As I said a few blogs ago, after graduating I made a search for where I would start teaching, and I ended up moving to the Glens Falls area.  Based on my photography records, it looks like I went back to Colgate, or to a Colgate sporting event out closer to me, about ten times.  But gradually, local sports took the place of relying on my alma mater for entertainment.  I think if I had taken a job closer to Colgate, it still would have been my hub for sports entertainment.   I haven’t been to either of my reunions, though I did go to a homecoming or two.   I still think about what I should have done differently.   Some days I wish I was back at Colgate, living the life of a college student again, some days I’m glad to be done with that.  The question in my mind has been, would I have liked somewhere else better?  I don’t really know.  I’m not sure one describes the service academies as “fun”  but I often wonder what would have taken if I had gone that route.  I wasn’t a Mormon yet, so it would have been very unlikely for me to have gone to BYU, but I think that if I had converted earlier, or been born into the church, that would have been a real possibility.  A few times I went to visit friends who had gone to a state school, and seemed to get along easily with them and their friends.  So maybe I should have looked harder at Geneseo.  I really don’t know.  But, everything happens for a reason.

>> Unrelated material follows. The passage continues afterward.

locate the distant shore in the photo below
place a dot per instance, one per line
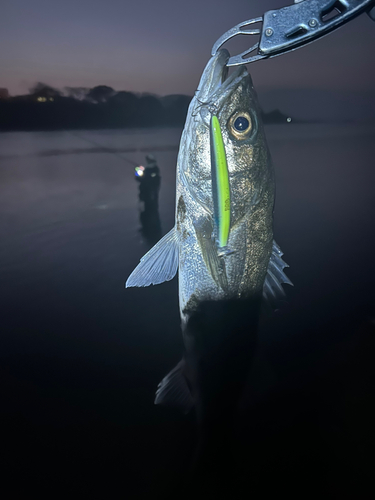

As a teacher, I’ve had students talk to me about Colgate.  And even though I’ve used this column to complain a lot, I would still recommend the college.  Just not to everyone, you really should know what you are getting into.   I will repeat what I said earlier, the academics were excellent.  Small classes, taught by real professors who are good at what they do.  Can’t beat that.  And there is a ton of stuff to do on campus, which is absolutely beautiful.  I was also on campus at a time of restructuring and change.   The campus President was unpopular, and eventually replaced.  My Junior year there was a drunk driving fatality, and this cast a gloom over the campus.   The administration also began an effort to change to culture on campus, which was unpleasant to those who were a part of that culture, but also those who were not.  And my senior year began with 9/11.

I still keep in touch with some of my former friends and classmates, and I still like to visit from time to time.   I still give money to the college every year, specifically the geology department and the band.  Despite my negative comments in this blog, most of my memories are happy one.  I was holding a lot of those negative memories in, and wanted to get them out in some way or another.  I don’t know if any of it will make a difference to me or to others.  Either way, thats my story.  Happy Colgate day!


About garybraham

I grew up in Mahopac NY, studied geology at Colgate University. I've moved to Queensbury NY to teach HS earth science. I also coach soccer and wrestling, take pictures at local sporting events, and am the Scoutmaster for the Glens Falls ward of the Church of Jesus Christ of Latter Day Saints. My wife and I will be married 5 years this October, and we have a two and a half year old little girl.